Attentive readers (if there are any) of this blog may recall a piece back in May on Michel Houllebeq's novel Atomised. It tells, I wrote at the time, "the miserable life stories of two French half brothers Bruno and Michel, abandoned by their hippy mother in childhood. Bruno turns out an inadequate sex pest; Michel an unfeeling scientist. The West, Houellebecq tell us, has given itself over to a cult of individualism. The more selfishly we behave, the more unhappy we are." I agreed with much of Houllebeq's analysis, whilst disliking his book thoroughly, finding it badly written and boring.

Now what's this in today's Guardian? A Comment piece which contains the following - "But just because big government has helped atomise (my italics) our society, it doesn't follow that smaller government would automatically bring us together again". And later, "The big government approach has spawned multiple perverse incentives that either discourage responsibility or actively encourage irresponsibility. The paradox at the heart of big government is that by taking power and responsibility away from the individual, it has only served to individuate them (great verb, individuate). What is seen in principle as an act of social solidarity has in practice led to the greatest atomisation of our society."

Has the Graun taken to commissioning op-ed pieces from reclusive French writers now resident in Ireland? Er, no. This was by David Cameron.

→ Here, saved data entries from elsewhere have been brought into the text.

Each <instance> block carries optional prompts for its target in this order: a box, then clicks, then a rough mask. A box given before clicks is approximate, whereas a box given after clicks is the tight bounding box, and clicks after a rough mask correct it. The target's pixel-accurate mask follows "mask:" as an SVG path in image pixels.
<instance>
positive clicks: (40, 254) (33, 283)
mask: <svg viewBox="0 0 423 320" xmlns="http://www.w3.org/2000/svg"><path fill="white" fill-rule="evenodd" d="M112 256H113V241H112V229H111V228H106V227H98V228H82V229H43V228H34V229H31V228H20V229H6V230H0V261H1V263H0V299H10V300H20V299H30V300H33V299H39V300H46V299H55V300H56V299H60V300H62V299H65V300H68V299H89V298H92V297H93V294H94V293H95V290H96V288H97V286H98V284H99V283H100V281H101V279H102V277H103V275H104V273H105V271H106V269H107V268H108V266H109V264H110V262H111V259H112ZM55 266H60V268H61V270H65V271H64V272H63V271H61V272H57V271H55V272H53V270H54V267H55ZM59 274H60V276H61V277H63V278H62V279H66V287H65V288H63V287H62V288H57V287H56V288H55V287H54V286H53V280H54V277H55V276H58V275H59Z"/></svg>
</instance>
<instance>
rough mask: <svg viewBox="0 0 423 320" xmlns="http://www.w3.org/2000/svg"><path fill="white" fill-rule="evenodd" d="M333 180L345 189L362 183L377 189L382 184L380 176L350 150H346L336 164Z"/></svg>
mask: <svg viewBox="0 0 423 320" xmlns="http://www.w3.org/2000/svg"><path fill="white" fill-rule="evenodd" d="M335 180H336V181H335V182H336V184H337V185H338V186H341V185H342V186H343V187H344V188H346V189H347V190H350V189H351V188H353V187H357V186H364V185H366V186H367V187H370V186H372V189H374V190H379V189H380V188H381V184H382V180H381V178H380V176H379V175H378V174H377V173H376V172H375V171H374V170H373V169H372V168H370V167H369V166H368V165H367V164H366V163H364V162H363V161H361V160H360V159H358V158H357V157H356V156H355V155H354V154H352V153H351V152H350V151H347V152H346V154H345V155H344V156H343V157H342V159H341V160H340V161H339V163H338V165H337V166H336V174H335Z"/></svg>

I guess the disparagement of big government would be the give-away.

He goes on, "The once natural bonds that existed between people - of duty and responsibility - have been replaced by the synthetic bonds of the state - regulation and beauracracy." Spot on.

So now we know: the Tory leader has been reading Atomised. Is this a good thing? Probably: after Messrs. Thatcher and Major, whose tastes ranged from Milton Friedman all the way to Jeffrey Archer and the cricket scores, any fiction-reading Tory leader would be progress. Can he fix Broken Britain? Probably not. But identifying what's wrong might be the first step.